My dream for a new a Lebanon, where sectarianism would not supersede the interests of the state, disappeared. I realized that if war continued, I only had my community and my za’im to protect me. The army was impotent, the government were helpless, and I had lost all faith in the very state institutions I had so vehemently defended up until this moment. On this unforgettable night, I placed aside everything that I knew to be right and contemplated my capacity to kill.

Thankfully, the answer to that daunting question was left unanswered, as news came that the attack was called off and an agreement had been reached. But if the attackers had come to my home, what would I have done? Would I have picked up a pistol and shot? This point of cognitive dissidence will undoubtedly haunt us for a long time. To think that I may have picked up arms reveals the desperation I felt, left alone and unprotected by the state, selfishly hoping that army’s call to disarm the mountain would fail. To think that night, for that one moment, I was willing to exchange so thoughtlessly my humanity and aspirations of reform for a weapon.

My transformation is a chilling prospect. It embodies the exact repulsion that will inevitably resurface with the passing of time and our willingness to forget. That night I found my self standing up for my co-religionists, my sect, before the interests of a collective people. I found myself with the exact obtuse mentality I was disgusted with when I first arrived. I found myself consumed by dissent for this country, enraged that it had forced me to become a product of hate.

Now I ask myself: where do I go from here? I can only hope this question is being asked by each and every citizen of this country. However, I fear it is not. The often celebrated Lebanese spirit – one that is credited for its persistency to endure difficult circumstances and is known to keep on living even in the face of uncertainty – seems to be no more than a façade. To believe such fallacies will only prove to disappoint, as to praise our misgivings to be an act of courage and resiliency only perpetuates a superficial and a defeatist truth.

The silent majority who want change and a life free of conflict, no longer dependant on communal nepotism, remain mute and unwilling to take action against our crooked political dynasty. For this reason, Lebanon’s potential to prosper looks grim and difficult at best. For this reason, I have begun to lose faith in my homeland. Disappointment shrouds my thoughts; not of the oft-blamed politicians but of the people of this country. Instead of speaking out against our misfortune, we have accepted it as an unchangeable truth, a necessary tax on our love for this country.
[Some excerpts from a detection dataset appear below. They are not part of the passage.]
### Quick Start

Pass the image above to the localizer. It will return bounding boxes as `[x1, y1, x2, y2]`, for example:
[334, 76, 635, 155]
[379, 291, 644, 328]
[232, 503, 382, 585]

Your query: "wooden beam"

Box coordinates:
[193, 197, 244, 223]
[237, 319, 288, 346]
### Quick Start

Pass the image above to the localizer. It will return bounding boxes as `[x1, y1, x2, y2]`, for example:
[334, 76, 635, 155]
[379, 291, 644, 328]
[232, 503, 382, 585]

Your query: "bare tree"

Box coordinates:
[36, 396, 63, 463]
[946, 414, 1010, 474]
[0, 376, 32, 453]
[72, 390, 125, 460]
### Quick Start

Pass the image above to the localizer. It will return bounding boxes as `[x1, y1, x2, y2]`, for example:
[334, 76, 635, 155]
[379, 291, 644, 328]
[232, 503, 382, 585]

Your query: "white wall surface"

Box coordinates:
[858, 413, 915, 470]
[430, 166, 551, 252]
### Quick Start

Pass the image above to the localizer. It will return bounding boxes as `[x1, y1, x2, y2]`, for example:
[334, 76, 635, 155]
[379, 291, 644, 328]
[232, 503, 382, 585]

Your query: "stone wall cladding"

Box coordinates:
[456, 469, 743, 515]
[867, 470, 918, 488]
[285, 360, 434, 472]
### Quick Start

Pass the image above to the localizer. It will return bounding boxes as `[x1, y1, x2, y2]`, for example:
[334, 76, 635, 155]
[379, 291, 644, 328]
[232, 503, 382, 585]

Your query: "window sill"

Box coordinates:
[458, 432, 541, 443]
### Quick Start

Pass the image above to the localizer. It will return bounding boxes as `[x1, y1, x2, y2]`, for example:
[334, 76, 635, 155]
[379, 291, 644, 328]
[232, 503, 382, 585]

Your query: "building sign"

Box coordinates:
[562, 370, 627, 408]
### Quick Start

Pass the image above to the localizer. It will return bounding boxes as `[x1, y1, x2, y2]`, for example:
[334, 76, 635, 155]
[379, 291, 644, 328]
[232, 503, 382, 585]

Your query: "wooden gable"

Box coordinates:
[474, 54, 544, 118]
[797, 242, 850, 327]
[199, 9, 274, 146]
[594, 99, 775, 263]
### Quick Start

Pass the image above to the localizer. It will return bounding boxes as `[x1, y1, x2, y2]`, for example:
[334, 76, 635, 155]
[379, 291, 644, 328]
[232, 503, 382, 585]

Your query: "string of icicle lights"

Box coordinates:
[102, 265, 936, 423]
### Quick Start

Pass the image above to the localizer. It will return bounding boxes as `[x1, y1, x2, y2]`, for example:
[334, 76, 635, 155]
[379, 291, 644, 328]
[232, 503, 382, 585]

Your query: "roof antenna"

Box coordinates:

Lebanon has lived a lie for too long, marked by apathy amongst the majority of the population and a devious willingness by the minority in power to manipulate our trust. Without standing up and demanding reform and expecting accountability and responsibility in governance our freedom from violence will be short lived. Without recognizing that a state away from sectarianism offers our best hope for mutual security, people in Lebanon will increasingly be faced with same dilemma I experienced this week: either pick up arms and fight or escape this reality by leaving the country. When the safety of latest agreement erodes and this decision presents itself again, remember my plea for action, because it will be too late to blame anyone but yourself.

Rabeh Ghadban is a researcher for The Lebanese Transparency Association.